Negara
indonesia (atau lebih saya sebut sebagai nusantara) terbilang sebagai
salah satu kawasan yang mempunyai peradaban yang cukup tinggi dan maju,
namun dalam urusan mata uang, indonesia masih terbilang muda dalam
mengenal mata uang. tercatat negeri ini baru mempunyai uang resmi pada
abad ke 8, itupun karena adanya pengaruh dari negara-negara tetangga
yang saat itu sudah mempunyai mata uang sendiri (China dan India)
berikut ini, kami berikan daftar 7 mata uang tertua di indonesia :
Mata
uang Indonesia dicetak pertama kali sekitar tahun 850/860 Masehi, yaitu
pada masa kerajaan Mataram Syailendra yang berpusat di Jawa Tengah.

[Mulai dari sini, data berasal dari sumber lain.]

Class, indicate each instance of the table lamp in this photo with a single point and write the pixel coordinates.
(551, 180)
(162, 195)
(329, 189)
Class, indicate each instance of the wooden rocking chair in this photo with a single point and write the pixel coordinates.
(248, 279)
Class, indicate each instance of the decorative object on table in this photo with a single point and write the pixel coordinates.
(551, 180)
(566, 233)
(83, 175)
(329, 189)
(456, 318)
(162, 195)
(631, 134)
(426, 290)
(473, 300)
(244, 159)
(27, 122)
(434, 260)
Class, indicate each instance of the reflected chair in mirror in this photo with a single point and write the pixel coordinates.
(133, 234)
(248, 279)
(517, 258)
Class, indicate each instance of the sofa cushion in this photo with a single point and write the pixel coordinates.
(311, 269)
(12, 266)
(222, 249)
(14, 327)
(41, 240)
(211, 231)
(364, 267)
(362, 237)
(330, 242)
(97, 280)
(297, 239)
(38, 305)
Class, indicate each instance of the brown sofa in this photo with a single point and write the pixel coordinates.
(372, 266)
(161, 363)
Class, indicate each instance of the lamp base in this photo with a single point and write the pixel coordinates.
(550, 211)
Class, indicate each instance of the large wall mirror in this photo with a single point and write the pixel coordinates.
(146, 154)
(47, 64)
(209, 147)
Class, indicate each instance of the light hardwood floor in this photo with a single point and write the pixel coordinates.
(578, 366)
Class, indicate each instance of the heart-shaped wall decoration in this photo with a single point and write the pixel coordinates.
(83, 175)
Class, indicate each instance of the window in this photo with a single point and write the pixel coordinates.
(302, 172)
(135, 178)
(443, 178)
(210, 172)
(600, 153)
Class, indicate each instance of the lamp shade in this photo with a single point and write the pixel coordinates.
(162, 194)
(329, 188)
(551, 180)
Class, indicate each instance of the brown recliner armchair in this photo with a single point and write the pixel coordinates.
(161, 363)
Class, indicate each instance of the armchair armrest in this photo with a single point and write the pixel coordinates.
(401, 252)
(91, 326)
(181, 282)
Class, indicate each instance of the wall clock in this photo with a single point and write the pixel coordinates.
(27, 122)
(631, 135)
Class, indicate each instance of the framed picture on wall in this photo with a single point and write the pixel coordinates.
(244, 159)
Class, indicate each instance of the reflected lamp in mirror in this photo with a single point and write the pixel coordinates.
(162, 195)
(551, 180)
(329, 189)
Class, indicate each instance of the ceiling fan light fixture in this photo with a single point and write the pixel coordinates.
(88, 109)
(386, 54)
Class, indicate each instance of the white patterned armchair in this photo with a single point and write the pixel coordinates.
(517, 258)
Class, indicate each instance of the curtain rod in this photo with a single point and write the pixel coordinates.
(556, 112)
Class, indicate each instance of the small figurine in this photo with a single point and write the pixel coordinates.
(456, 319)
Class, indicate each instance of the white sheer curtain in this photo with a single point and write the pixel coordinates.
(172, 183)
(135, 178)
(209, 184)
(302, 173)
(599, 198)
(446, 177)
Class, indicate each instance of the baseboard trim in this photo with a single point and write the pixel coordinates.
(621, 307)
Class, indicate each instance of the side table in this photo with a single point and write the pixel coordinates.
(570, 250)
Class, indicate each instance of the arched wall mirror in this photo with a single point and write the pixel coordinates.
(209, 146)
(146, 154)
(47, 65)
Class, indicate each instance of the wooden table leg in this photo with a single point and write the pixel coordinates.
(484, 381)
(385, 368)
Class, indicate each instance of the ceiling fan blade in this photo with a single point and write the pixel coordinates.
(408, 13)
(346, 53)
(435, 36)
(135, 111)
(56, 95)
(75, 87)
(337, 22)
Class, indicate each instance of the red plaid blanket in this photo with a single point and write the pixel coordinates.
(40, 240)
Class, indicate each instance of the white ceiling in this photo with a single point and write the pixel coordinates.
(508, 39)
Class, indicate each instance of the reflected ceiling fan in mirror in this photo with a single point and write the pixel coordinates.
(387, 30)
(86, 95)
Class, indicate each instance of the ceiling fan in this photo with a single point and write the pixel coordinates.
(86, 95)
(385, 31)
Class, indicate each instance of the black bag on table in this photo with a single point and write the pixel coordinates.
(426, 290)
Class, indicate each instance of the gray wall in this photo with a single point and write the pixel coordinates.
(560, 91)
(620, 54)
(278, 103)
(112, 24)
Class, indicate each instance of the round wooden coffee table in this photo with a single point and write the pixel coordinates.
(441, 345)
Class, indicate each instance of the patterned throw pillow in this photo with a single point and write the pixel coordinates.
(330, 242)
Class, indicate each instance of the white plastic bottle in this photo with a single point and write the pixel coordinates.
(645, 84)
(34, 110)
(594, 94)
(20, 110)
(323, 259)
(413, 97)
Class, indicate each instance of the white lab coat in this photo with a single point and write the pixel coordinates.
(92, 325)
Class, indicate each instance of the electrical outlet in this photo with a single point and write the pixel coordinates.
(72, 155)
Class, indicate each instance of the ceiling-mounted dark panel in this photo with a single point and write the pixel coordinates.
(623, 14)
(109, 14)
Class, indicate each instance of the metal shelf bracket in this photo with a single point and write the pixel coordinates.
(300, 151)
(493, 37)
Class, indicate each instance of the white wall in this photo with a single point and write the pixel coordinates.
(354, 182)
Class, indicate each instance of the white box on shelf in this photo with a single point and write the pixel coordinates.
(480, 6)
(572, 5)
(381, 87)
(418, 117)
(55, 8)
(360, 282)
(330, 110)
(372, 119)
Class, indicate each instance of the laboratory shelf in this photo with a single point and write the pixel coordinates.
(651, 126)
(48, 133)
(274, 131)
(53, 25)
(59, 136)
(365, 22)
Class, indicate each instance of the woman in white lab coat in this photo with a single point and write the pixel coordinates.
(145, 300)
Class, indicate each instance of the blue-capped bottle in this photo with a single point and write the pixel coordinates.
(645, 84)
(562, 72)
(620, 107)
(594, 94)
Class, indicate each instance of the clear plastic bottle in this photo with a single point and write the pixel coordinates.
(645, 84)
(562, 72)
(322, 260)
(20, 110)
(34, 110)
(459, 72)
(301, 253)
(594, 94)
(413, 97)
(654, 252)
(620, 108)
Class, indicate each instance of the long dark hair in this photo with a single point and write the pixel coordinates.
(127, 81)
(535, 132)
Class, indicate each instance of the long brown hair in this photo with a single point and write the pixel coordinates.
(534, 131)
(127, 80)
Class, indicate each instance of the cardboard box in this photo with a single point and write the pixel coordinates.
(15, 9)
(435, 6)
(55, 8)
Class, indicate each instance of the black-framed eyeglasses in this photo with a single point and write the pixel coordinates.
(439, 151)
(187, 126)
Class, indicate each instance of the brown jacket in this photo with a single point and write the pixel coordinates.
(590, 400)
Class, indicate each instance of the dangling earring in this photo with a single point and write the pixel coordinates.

Koin-koin tersebut dicetak dalam dua jenis bahan emas dan perak,
mempunyai berat yang sama, dan mempunyai beberapa nominal :
* Masa (Ma), berat 2.40 gram; sama dengan 2 Atak atau 4 Kupang
* Atak, berat 1.20 gram; sama dengan ½ Masa, atau 2 Kupang
* Kupang (Ku), berat 0.60 gram; sama dengan ¼ Masa atau ½ Atak
Sebenarnya masih ada satuan yang lebih kecil lagi, yaitu ½ Kupang (0.30 gram) dan 1 Saga (0,119 gram).
Koin emas zaman Syailendra
berbentuk kecil seperti kotak, dimana koin dengan satuan terbesar (Masa)
berukuran 6 x 6/7 mm saja. Pada bagian depannya terdapat huruf
Devanagari “Ta”. Di belakangnya terdapat incuse (lekukan ke dalam) yang
dibagi dalam dua bagian, masing-masing terdapat semacam bulatan. Dalam
bahasa numismatik, pola ini dinamakan “Sesame Seed”.
Sedangkan koin perak Masa
mempunyai diameter antara 9-10 mm. Pada bagian muka dicetak huruf
Devanagari “Ma” (singkatan dari Masa), dan di bagian belakangnya
terdapat incuse dengan pola “Bunga Cendana”.
Pada
zaman Daha dan Jenggala, uang-uang emas dan perak tetap dicetak dengan
berat standar, walaupun mengalami proses perubahan bentuk dan desainnya.
Koin emas yang semula berbentuk kotak berubah desain menjadi bundar,
sedangkan koin peraknya mempunyai desain berbentuk cembung, dengan
diameter antara 13-14 mm.
Pada waktu itu uang kepeng
Cina datang begitu besar, sehingga saking banyaknya jumlah yang beredar,
akhirnya dipakai secara “resmi” sebagai alat pembayaran, menggantikan
secara total fungsi dari mata uang lokal emas dan perak.
Mata
uang Jawa dari emas dan perak yang ditemukan kembali, termasuk di situs
kota Majapahit, kebanyakan berupa uang “Ma”, (singkatan dari māsa)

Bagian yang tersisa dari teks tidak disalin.